That's okay: I don't think it's worth $60 either. And I've never played a Saint's Row game *ducks*, but they sound pretty average.


----------



## Deleted User (Sep 17, 2013)

calmwaters said:


> Well if your IQ greatly surpasses Hells Malice's, then you should have a greater knowledge of what it means to be kind. I understand what it means to be kind and judging from your attitude, you are most definitely smarter than me and subsequently should have more knowledge of this. It's people like you that give smart people a bad name: always insulting people because you think you're smarter than them. It's a waste of your time: with such a high IQ, you should be able to find something more productive and better suited to your IQ.



This. This x100.

I hate it when people use their intellect to try and demean people. It just shows how immature someone who is supposedly "intelligent" is. You also come off as a little pretentious. Big brains != You are better than someone, IMO. If you are truly the "better person" then don't retaliate when you read something that upsets you.

Back on topic.

Games like GTA and Saints Row never caught my interest because the whole appeal of said games were always "Look! I can abuse people in the streets for no reason! How fun!!" I feel the same way about these games as I do with "random" humor. "Rainbow pies!!!LOL I'm so random"

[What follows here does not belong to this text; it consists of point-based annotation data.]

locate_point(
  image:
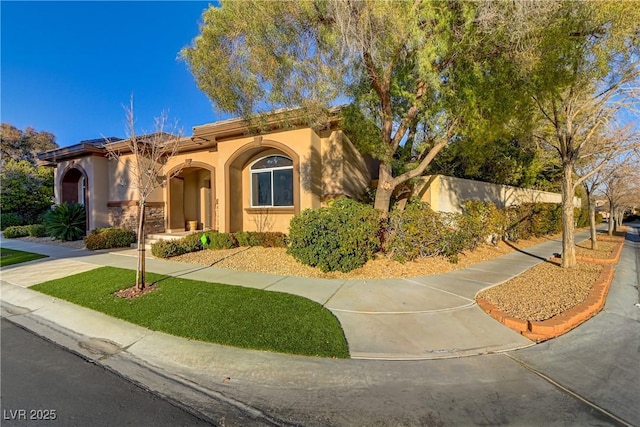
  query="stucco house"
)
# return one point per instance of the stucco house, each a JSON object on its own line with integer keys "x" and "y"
{"x": 229, "y": 178}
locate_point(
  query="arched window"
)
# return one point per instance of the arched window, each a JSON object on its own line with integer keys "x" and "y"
{"x": 272, "y": 182}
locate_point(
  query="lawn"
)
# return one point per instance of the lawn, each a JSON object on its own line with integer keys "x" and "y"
{"x": 223, "y": 314}
{"x": 11, "y": 256}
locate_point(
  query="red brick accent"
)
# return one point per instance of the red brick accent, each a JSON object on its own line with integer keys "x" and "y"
{"x": 612, "y": 260}
{"x": 562, "y": 323}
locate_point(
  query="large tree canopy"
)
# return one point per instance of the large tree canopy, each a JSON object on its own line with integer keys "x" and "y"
{"x": 417, "y": 75}
{"x": 24, "y": 145}
{"x": 583, "y": 85}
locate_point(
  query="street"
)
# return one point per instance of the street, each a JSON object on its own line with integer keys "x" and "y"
{"x": 43, "y": 384}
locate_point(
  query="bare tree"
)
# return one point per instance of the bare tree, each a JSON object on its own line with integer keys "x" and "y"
{"x": 622, "y": 190}
{"x": 608, "y": 150}
{"x": 144, "y": 158}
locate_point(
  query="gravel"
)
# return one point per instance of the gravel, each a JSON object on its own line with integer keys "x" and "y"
{"x": 277, "y": 261}
{"x": 538, "y": 294}
{"x": 544, "y": 290}
{"x": 77, "y": 244}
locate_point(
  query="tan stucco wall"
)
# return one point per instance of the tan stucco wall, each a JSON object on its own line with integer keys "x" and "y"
{"x": 96, "y": 169}
{"x": 447, "y": 194}
{"x": 356, "y": 176}
{"x": 303, "y": 144}
{"x": 325, "y": 164}
{"x": 122, "y": 185}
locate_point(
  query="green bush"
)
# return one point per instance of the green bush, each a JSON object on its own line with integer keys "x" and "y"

Also, The last of us was a fantastic game. It's my GOTY.


----------



## Taleweaver (Sep 17, 2013)

How about we just call it "the hype of the generation"?

I know the game can be illegally downloaded already, but still...calling a game "game of the generation" without even waiting for the public reaction is just fucking stupid.

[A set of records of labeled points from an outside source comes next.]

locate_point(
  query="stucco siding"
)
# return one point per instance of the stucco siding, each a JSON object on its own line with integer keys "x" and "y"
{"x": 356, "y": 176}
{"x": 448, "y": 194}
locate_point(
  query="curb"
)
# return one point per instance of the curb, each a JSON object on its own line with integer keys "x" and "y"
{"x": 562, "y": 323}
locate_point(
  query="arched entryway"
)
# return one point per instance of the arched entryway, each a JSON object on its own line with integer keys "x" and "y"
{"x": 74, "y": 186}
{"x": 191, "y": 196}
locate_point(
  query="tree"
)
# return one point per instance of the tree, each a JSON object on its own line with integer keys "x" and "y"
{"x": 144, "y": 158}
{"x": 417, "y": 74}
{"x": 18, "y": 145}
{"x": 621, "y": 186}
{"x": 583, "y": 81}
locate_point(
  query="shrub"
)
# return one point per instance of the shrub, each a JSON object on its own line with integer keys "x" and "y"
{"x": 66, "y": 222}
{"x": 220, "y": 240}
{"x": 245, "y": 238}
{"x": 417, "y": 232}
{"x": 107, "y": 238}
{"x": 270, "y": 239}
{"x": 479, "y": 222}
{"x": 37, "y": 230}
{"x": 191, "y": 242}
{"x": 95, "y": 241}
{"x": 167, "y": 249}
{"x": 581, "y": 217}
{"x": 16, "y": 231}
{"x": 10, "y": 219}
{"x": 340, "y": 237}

And people wonder why gaming journalists aren't taken seriously by real reporters...


----------



## calmwaters (Sep 17, 2013)

andy249901 said:


> Games like GTA and Saints Row never caught my interest because the whole appeal of said games were always "Look! I can abuse people in the streets for no reason! How fun!!" I feel the same way about these games as I do with "random" humor. "Rainbow pies!!!LOL I'm so random"
> 
> Also, The last of us was a fantastic game. It's my GOTY.


 
Well you could always try "Destroy all Humans!". You actually have a reason to abuse people in the streets in there.


----------



## Dork (Sep 17, 2013)

CanuckBuck said:


> I highly guarantee you my IQ greatly surpasses whatever your feeble mind could muster.


http://www.reddit.com/r/atheism/


----------



## Deleted User (Sep 17, 2013)

calmwaters said:


> Well you could always try "Destroy all Humans!". You actually have a reason to abuse people in the streets in there.

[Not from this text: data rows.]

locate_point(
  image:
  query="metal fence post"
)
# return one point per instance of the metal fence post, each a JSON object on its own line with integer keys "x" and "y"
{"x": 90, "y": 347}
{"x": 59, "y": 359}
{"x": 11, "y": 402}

At least it makes sense in that context.

I still think GTA V is way too overhyped though. You don't know how many times I was told to pre order it even though I said it wasn't my cup of tea.


----------



## calmwaters (Sep 17, 2013)

andy249901 said:


> At least it makes sense in that context.
> 
> I still think GTA V is way too overhyped though. You don't know how many times I was told to pre order it even though I said it wasn't my cup of tea.


 
See, that's overhyping. Trying to get you to get something when it's not your thing. They wouldn't be doing that if it was any other game. Well unless it's *shudders* Gamestop.


----------



## Hells Malice (Sep 17, 2013)

CanuckBuck said:


> I highly guarantee you my IQ greatly surpasses whatever your feeble mind could muster. SR4 is a throw away game, it was meant to be DLC, that's really all there is to say.
> 
> P.S. You are correct it's sad to see "retarded" Canadian's, but it doesn't happen often you must secretly be from Murica.


 
SR4 aside, how about more reason to hate SR1-3, and more reasons to like GTA. I haven't picked up SR4 for a reason, it looks bad. That does NOT change the quality of the first three titles however.
All i'm seeing is a butthurt little fanboy who can't get over that there's a series that strongly surpasses his series of choice.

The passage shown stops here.